A third property of the use of HTTP URIs is permanence [6]. The service behind a URI should have continuous up-time and should be available for a long period of time. Frank pointed out that the traditional Web never suffered from 404s (although this used to be a big concern for critics of the early Internet). The problem may be different on the SW since it may be harder for machine agents to recover from link rot than human agents.

Archiving LD: ‘dead’ or ‘alive’?

What I got from the discussion on archiving LD is that it is basically fine to decouple LD from the Web for archiving purposes and that:

dereferenceability is not that important in the case of archived data since it is considered ‘dead’ (i.e. not actively used), and that
the original URI authority should be replaced by meta-data describing the authority (since triples will be stored under a different authority when archived by DANS).

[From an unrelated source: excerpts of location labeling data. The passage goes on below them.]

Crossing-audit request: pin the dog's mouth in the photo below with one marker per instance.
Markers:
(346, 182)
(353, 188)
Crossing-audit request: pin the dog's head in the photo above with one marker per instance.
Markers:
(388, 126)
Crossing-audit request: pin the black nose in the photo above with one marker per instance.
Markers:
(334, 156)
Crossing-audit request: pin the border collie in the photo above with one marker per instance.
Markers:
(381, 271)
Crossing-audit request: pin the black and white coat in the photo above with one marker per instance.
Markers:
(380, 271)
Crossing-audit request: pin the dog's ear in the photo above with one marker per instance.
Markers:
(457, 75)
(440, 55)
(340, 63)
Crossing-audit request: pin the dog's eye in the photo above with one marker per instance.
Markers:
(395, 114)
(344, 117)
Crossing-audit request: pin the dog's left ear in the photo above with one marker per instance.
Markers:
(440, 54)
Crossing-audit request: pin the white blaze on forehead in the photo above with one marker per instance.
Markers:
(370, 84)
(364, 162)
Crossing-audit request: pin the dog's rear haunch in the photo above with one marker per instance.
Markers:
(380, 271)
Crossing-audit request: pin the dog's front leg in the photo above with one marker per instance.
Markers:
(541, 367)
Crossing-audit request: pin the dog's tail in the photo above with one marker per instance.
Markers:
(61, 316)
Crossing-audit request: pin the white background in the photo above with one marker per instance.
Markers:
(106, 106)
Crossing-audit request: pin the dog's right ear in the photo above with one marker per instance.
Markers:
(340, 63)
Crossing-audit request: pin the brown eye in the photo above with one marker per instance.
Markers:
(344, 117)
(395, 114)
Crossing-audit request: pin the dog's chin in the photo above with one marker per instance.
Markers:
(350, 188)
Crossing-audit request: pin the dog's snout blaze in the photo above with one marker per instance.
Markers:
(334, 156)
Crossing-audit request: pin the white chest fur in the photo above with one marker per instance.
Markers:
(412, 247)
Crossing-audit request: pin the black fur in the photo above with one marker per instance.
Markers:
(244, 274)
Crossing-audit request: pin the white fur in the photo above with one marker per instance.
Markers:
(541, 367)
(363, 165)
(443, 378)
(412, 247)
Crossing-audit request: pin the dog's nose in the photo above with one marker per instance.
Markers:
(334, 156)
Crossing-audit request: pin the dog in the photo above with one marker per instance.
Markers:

It was pointed out that a potential discrepancy exists between traditional archiving and LD archiving. E.g. in the humanities curated archives are often considered the most ‘alive’, i.e. the most quoted, referred to, and used in active research. But storing LD decoupled from its original Web architecture may turn them into ‘dead’ snapshots (whereas active use will be made of the non-archived versions of the LOD).

The use of the words ‘dead’ and ‘alive’ was of course metaphorically. As Antoine Isaac pointed out: “The very idea of an archive is that you’re ready to accept a lower level of accessibility of stuff in exchange for longer-term preservation of it.” Btw. Antoine is working in the Prelida project [7] one of whose purpose is to inform the LD community of Digital Preservation techniques. A very relevant project for this topic!

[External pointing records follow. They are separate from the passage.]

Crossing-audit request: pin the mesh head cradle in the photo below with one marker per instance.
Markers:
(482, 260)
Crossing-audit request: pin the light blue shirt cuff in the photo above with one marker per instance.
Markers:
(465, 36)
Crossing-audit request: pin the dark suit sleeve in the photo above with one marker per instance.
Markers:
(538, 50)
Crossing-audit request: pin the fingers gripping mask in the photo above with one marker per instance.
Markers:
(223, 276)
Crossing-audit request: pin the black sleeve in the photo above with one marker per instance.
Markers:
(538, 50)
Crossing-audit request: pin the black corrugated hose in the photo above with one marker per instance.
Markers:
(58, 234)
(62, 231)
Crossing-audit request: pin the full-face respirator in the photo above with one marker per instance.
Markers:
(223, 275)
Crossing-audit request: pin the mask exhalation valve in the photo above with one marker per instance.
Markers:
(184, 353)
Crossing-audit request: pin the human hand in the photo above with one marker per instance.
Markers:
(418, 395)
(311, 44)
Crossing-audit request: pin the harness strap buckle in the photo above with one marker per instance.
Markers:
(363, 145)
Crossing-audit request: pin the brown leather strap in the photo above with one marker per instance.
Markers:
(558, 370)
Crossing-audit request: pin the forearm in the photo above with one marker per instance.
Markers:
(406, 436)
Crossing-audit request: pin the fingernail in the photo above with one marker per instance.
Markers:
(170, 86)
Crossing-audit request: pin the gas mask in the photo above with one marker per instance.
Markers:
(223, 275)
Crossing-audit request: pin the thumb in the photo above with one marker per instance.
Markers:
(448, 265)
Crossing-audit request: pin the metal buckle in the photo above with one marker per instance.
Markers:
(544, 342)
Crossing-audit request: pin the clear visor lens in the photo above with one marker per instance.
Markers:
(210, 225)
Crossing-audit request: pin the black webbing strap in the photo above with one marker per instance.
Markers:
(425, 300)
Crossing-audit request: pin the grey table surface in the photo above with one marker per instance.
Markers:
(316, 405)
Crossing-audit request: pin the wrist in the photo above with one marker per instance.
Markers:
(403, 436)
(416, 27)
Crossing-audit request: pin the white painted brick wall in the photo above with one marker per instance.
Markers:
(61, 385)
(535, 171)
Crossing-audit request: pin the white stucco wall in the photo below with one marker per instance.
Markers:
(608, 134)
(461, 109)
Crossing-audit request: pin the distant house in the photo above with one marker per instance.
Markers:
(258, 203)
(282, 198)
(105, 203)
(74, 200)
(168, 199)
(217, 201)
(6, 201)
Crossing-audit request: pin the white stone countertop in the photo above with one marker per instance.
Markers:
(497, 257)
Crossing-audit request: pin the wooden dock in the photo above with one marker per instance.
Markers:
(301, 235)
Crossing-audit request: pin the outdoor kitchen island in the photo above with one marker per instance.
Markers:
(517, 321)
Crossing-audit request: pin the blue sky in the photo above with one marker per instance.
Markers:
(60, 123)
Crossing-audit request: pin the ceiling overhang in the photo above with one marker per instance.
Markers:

Archiving: human or machine processing?

The proponents of archived LD dumps assume that, when the data will be used at a later point in time, human agents (e.g. historians) will be needed to add context. This may conflict with the machine-processable nature of SW data, although some of the context may be stored as well using a dataset description language [8].

Antoine observed that one of the reasons why the question of how many context to include in archiving LD arises since context data is so easy to obtain for it (e.g. using automated crawling methods) when compared to e.g. offline content.

Archiving URI meaning / context

Another interesting point is the question as to how much context needs to be stored in order for archived LD to be able to retain its original meaning. This depends on the theory of meaning one adheres to w.r.t. the SW. Memento’s [9] approach is to archive the dereferenced content. Implicit in this approach is the assumption that the meaning of a resource can be given in a local description. We see this assumption formulated in the COOL URI Interest Group Note [10]: “[A dereferencing] look-up mechanism is important to establish shared understanding of what a URI identifies.”

An alternative view is that the meaning of a URI is determined by the set of inferential roles of triples in which the URI occurs.[11] In this case all triples related to the archived triples must be stored as well in order for the resource’s meanings to be (fully) retained.

Archiving LD by archiving HTML pages

Ed Summers wrote a blog post [12] recently in which he explains how ‘traditional’ Web archiving may be used for LD archiving. If RDFa or Microformats are embedded in an HTML Web page, then this data can be extracted from the stored HTML.

Dataset availability

Archiving multiple versions of a dataset is obviously very difficult. Christophe Guéret pointed to a discussion at the open-government mailinglist regarding the US government shutdown [13] as an example that it is even difficult to reliably disseminate the latest version of a government-backed dataset. (On a related note, we have seen difficulties in the teaching context as well, where a remote dataset goes offline in the midst of a course in which students are querying that dataset for the applications they develop.) In cases such as the US government shutdown, important datasets may go offline overnight causing issues both for applications that depend on them and for other dataset that link to them.